しかし、漢方薬はまだまだ科学的に解明されていない部分も多く、様々な研究が行われています。 華中科学技術大学による「当帰」の動物実験の結果では、

華中科学技術大学による「当帰」の動物実験の結果

  1. 増血作用
  2. 女性ホルモン調節作用
  3. 卵巣機能改善・卵胞発育促進作用
  4. 子宮内膜改善作用
  5. 鎮痛作用
  6. 微小循環促進作用

などの働きがあることが確認されており、
当帰を高濃度で含む婦宝当帰膠・当帰養血精・婦人宝は、更年期障害以外にも貧血、冷え性、肩こり、頭痛、月経困難症、不妊症などでお使いになる方も多くいらっしゃいます。

また過去に同済医科大学で、「当帰」ではなく実際の製品「婦宝当帰膠」でラット、マウスを用いて薬理学的研究が行われたことがあります。

  • 造血作用
  • 免疫賦活作用
  • エネルギー代謝の活性

などが確認され、生理痛などの原因になる子宮収縮を抑制させる働きも挙げられています。
また、女性ホルモンに対する働きも調べられました。
結果は、黄体ホルモン(プロゲステロン)、卵胞刺激ホルモン(FSH)、黄体刺激ホルモン(LH)の水準を高め、ホルモンを調節する作用はあり、乳腺刺激ホルモン(プロラクチン)には影響を与えないと報告されています。

(中医薬研究 VOL.2 より)

防腐剤

「防腐剤は体に悪いから、ダメ!」というつもりはありません。
賛否両論あると思いますが、添加物として微量しか含まれないため人体には影響がない範囲です。

先発品の「婦宝当帰膠」に防腐剤は含まれていません。
これは、糖濃度を高めて腐らないようにしているためです。
しかし、後発品の「当帰養血精」や「婦人宝」には含まれています。
この辺がどうにも腑に落ちないのです。
婦宝当帰膠と同じなら必要のない防腐剤を入れなくても良いのでは?と思います。
消費者向けには防腐剤は少ない、できれば入っていない方が良いと思います。
製造メーカーとしては、「マネしてみたが、結局防腐剤を入れざるをえなかった。」ということでは?と思えてなりません。

まとめ

婦宝当帰膠

【防腐剤】 なし

【研究データ】 あり

当帰養血精

【防腐剤】 あり

【研究データ】 なし

婦人宝

【防腐剤】 あり

【研究データ】 なし

国内で一番歴史の深い「婦宝当帰膠」は、研究データや口コミ・評判なども数多くあります。
漢方薬は、まだまだ科学的に解明されていない成分も多く、少しの製法の違いで効能効果が変わってしまうこともあります。
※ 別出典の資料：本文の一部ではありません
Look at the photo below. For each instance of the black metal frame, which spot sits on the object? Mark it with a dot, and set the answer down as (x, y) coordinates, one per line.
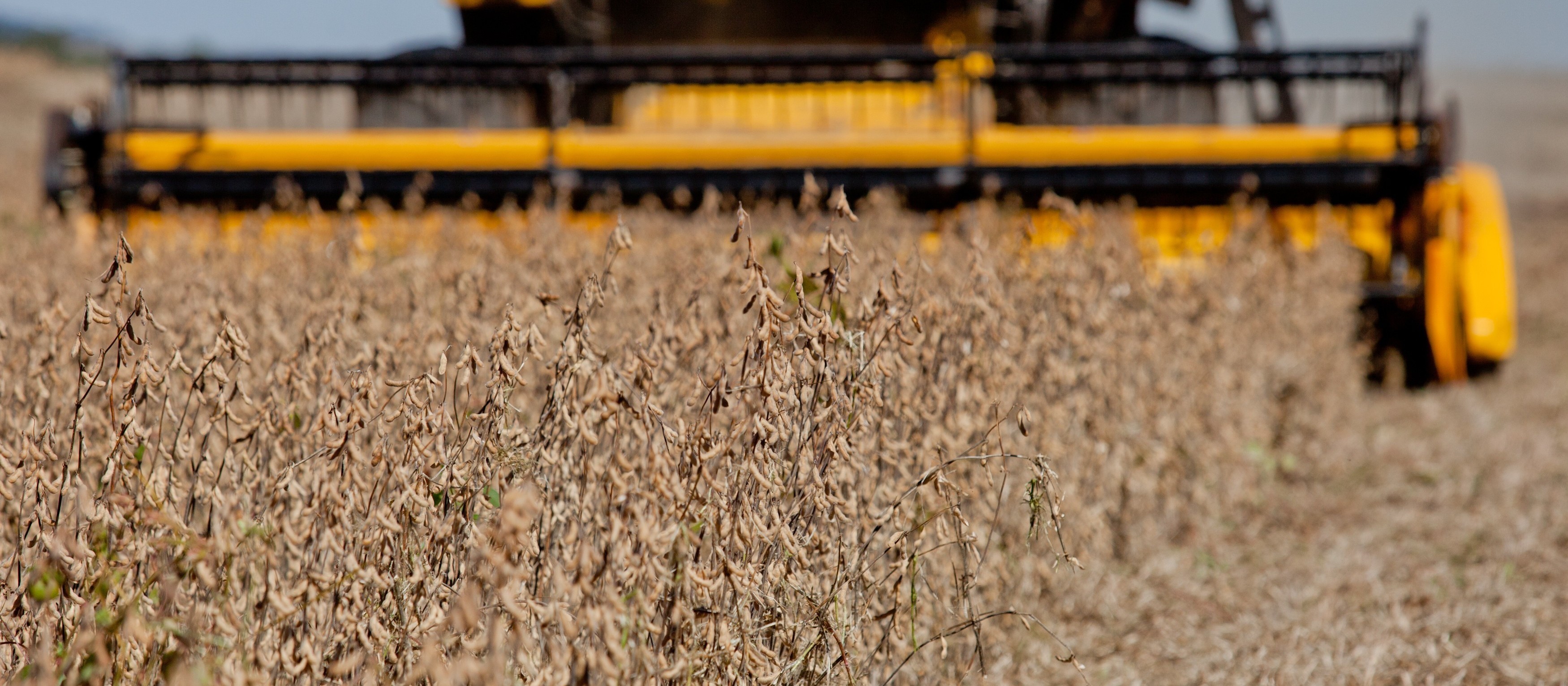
(562, 78)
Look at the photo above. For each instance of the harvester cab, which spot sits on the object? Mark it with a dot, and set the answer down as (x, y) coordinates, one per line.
(944, 101)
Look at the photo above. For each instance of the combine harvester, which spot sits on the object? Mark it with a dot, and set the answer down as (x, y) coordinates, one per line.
(946, 101)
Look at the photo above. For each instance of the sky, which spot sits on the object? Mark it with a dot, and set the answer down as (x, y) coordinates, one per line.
(1464, 34)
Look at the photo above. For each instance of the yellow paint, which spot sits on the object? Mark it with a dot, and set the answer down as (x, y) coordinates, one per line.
(1050, 228)
(869, 143)
(612, 150)
(364, 150)
(793, 107)
(1123, 145)
(1370, 228)
(1442, 297)
(1486, 267)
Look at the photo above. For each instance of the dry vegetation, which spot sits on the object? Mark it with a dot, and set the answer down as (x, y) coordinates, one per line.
(1232, 531)
(796, 457)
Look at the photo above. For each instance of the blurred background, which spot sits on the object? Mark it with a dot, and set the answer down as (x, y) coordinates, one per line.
(1464, 34)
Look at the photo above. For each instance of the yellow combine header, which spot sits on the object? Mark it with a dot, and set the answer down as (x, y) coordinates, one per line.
(664, 99)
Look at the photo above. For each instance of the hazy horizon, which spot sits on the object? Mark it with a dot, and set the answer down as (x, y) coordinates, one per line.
(1462, 34)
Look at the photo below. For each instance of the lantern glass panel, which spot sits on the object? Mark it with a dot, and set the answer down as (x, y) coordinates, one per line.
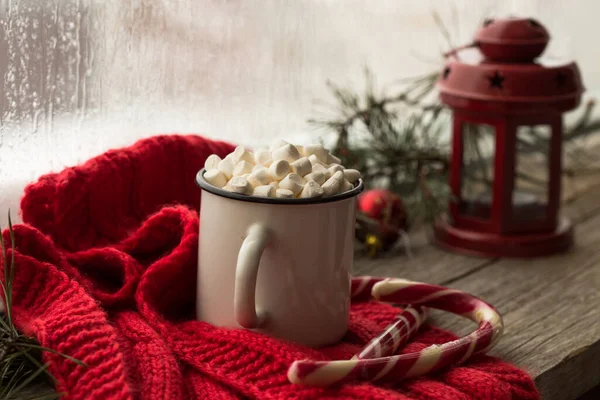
(530, 196)
(477, 172)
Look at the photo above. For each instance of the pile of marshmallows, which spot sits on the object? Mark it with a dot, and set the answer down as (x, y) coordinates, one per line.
(284, 171)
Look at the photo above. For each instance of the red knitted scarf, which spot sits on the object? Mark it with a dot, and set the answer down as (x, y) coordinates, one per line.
(105, 272)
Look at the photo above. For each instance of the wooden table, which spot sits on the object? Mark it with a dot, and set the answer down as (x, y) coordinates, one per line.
(551, 306)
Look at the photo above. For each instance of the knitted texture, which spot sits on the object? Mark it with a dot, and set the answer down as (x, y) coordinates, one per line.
(106, 265)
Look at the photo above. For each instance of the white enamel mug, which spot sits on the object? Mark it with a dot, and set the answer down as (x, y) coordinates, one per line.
(278, 266)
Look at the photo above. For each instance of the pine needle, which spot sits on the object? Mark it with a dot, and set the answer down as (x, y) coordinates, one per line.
(20, 365)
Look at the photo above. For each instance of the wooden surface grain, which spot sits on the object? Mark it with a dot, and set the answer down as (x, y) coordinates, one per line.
(550, 305)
そのため、長年培われてきた製造方法や経験を軽視できない場合が多いのです。
配合生薬が同じという理由だけで「当帰養血精」や「婦人宝」に転用はできません。

「当帰養血精」も「婦人宝」も良い処方です。
ただ、あくまで「婦宝当帰膠は婦宝当帰膠」、「当帰養血精は当帰養血精」、「婦人宝は婦人宝」です。
「婦宝当帰膠から当帰養血精に変えたら合わない」ということもあるでしょうし、「婦人宝は良かったのに婦宝当帰膠は合わない」といことも十分考えられますので、ご注意ください。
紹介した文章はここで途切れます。